In last week’s Notre Dame-Syracuse game, Fighting Irish goalie Liam Entemann stopped a Finn Thompson shot on the doorstep early in the fourth. Or did he? Entemann dropped low for the save and his stick fell back across the goal line. Under the rules, if the goalie has possession of the ball his stick can cross that plane and it is a save. If a loose ball crosses that plane its a goal.

The call on Saturday was extremely tough. On replay it is hard to see if Entemann has the ball of his stick or not when it crosses the goal line. Syracuse head coach Gary Gait said postgame that the referees said that he did have the ball in his stick when the ball crossed the goal line, which would mean a save.

If it would have been called a goal, Syracuse would have taken a two-goal, 13-11, lead with 12:14 remaining in the game. Notre Dame would go on and score the final nine goals and win 20-12 so maybe it wouldn’t have mattered anyway. But still, the situation seen in the Dome on Saturday has reignited the debate and discussion about replay in college lacrosse.

And, as you would expect, Saturday’s game isn’t the first that involved a questionable call. Remember the 2019 NCAA Quarterfinals between Virginia and Maryland? Michael Kraus’ shot actually hit off the crossbar and even bounced all the way out to midfield. However, it was called a goal.

Currently, there is no instant replay in the sport. The rules committee has tinkered with the idea and its is something that many across the sport have discussed over the years. However, there has never been any real true movement towards brining it to the sport at a broad scale.

While lacrosse would likely benefit in some regard to replay there are couple of problems that I see with it in the sport. First off, would every school be able to have it? Yes, a lot of games are broadcast on ESPN + but that is mostly the school producing those and not every institution has the resources needed for that correct setup. The ACCs and Big Ten schools can do it, for sure. But how about all the ASUN and MAAC schools? Some maybe can and some might not. Maybe that isn’t as big of a deal as some folks make it out to be but it is still something that has to be taken into consideration.

One way to implement instant replay in the game that I have heard mentioned over and over again is that maybe it just gets put into TV games or conference and NCAA Tournament games. WhileI can understand the sentiment that the most important games might benefit the most from replay, this approach makes no sense to me. Why would you have some games have it and others not? And I can’t imagine a rule being put in place that impacts only certain games.

The last thing to take into account when considering adding replay in college lacrosse is what the impact could be. We have seen relay enter football, basketball, and practically every major sport. And guess what? Games are still imperfect. Calls are still made wrong all the time and replay doesn’t always help to correct those calls. Remember when sports TV talked about one single catch or non catch in an NFL game for nearly an entire year?

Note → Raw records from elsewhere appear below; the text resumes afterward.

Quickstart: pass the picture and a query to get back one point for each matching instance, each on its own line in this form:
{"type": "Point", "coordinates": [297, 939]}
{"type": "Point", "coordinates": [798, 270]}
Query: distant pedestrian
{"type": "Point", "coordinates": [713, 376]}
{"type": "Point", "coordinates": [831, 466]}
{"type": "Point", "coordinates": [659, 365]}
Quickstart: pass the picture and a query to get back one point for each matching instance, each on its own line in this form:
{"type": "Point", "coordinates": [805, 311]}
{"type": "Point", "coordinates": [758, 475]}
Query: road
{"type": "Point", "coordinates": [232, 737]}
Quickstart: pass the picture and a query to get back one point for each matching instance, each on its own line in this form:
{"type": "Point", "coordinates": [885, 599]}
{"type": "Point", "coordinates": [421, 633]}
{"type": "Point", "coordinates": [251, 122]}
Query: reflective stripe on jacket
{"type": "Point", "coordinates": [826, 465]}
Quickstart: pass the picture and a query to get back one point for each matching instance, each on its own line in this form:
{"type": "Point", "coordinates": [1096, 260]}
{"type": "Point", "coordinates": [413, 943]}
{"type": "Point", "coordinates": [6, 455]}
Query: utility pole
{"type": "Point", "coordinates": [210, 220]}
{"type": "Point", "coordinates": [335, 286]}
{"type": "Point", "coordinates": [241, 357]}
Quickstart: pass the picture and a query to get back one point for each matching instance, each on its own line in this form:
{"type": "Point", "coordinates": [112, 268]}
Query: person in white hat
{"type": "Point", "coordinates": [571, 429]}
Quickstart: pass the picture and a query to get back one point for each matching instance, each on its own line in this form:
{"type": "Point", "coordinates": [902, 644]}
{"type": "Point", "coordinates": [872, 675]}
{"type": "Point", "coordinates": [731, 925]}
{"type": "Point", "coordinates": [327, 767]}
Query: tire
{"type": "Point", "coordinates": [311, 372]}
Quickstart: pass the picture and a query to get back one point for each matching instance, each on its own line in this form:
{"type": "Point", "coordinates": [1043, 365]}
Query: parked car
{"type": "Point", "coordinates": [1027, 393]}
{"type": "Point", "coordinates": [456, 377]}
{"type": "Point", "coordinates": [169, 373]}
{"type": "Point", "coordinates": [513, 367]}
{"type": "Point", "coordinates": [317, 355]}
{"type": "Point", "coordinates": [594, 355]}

And in many of these cases where calls are looked at but not overturned, what are the players doing? Standing around. Play is often time stopped for minutes at a time to look at the most in depth parts of a play. And as mentioned, sometimes nothing comes of it. But what does happen is that the game is paused and made much longer than it needs to be.

If you aren’t a fan of referees reviewing everything in other sports, than I can’t imagine you would be a fan of it in lacrosse. And while adding instant replay would be aimed at correcting a few calls, it likely wouldn’t be long until EVERYTHING is under review. It is a slippery slope that lacrosse ought to be careful to begin down.

Human error is part of the game and always will be. That will never be taken out no matter how hard anyone tries to perfect officiating whether it be via instant replay or any other tactic. It is just a fact that everyone has to live with.